No obstante, más que ordenarle al juez a que corrija su sentencia, lo que han determinado los magistrados es solicitar la atracción del asunto a la SCJN, habida cuenta que se trata de la aplicación de derechos novedosos que van desde el medio ambiente sano, salud, cultura, biodiversidad, incluso recreación espiritual y artística, en los cuales es oportunidad de sentar precedentes para futuros conflictos análogos.

Las reformas constitucionales de 2011 están quebrando cabezas en los juzgados de distrito y los colegiados del poder Judicial Federal.  Estos le enmiendan la plana a los primeros que persisten en descalificar a los demandantes que no acrediten el “interés jurídico” sin reconocer el “interés legítimo” que deriva de esas reformas y que abre posibilidades a ciudadanos cuyos derechos “de tercera generación” como los ambientales, sean afectados con una obra que se realiza en las inmediaciones de su comunidad, aunque no afecte sus propiedades de modo directo. Pero a su vez, reconocen que la novedad y trascendencia de las disputas por derechos humanos y ambientales amerita que la Suprema Corte de Justicia de la Nación (SCJN) se pronuncie para sentar precedentes.

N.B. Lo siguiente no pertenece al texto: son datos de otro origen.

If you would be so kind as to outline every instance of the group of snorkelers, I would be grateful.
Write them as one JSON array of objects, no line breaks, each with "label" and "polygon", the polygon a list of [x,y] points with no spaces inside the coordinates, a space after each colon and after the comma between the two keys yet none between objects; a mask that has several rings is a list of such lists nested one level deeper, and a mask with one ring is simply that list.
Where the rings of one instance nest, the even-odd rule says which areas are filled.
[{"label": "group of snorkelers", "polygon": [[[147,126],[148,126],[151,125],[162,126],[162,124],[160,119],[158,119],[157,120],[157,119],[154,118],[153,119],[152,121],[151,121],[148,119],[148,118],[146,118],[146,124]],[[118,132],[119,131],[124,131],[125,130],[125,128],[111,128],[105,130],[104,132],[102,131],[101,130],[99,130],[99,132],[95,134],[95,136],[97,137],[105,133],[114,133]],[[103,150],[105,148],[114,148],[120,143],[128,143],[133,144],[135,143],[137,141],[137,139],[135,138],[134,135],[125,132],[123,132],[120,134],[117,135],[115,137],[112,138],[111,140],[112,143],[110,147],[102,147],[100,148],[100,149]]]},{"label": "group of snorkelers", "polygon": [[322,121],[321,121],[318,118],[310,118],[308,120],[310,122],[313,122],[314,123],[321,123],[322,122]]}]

“El quejoso aduce en su primero, tercero y quinto de sus agravios, en síntesis, que el juez federal omite analizar integralmente su demanda, en la que plantea expresamente un ataque directo a la constitución su perjuicio, en específico, a su derecho objetivo a la cultura y la expresión, como escultor de obras monumentales locales, nacionales e internacionales (de la Peña es autor de La Estampida, en bronce, que adorna la glorieta de las avenidas  Niños Héroes y López Mateos, y que se ha ido convirtiendo en emblemática de la ciudad), de conservar un espacio para su creación artística, que se ve amenazada con la construcción de una carretera”, señalan.

El caso es que “no debe perderse de vista que a partir de la reforma constitucional en materia de derechos humanos, publicada en el Diario Oficial de la Federación el 10 de junio de 2011, se ha conformado un nuevo control de constitucionalidad y convencionalidad en el sistema jurídico mexicano, en el que se reconoce y se obliga a respetar los derechos humanos, favoreciendo en todo tiempo a las personas con la protección más amplia”.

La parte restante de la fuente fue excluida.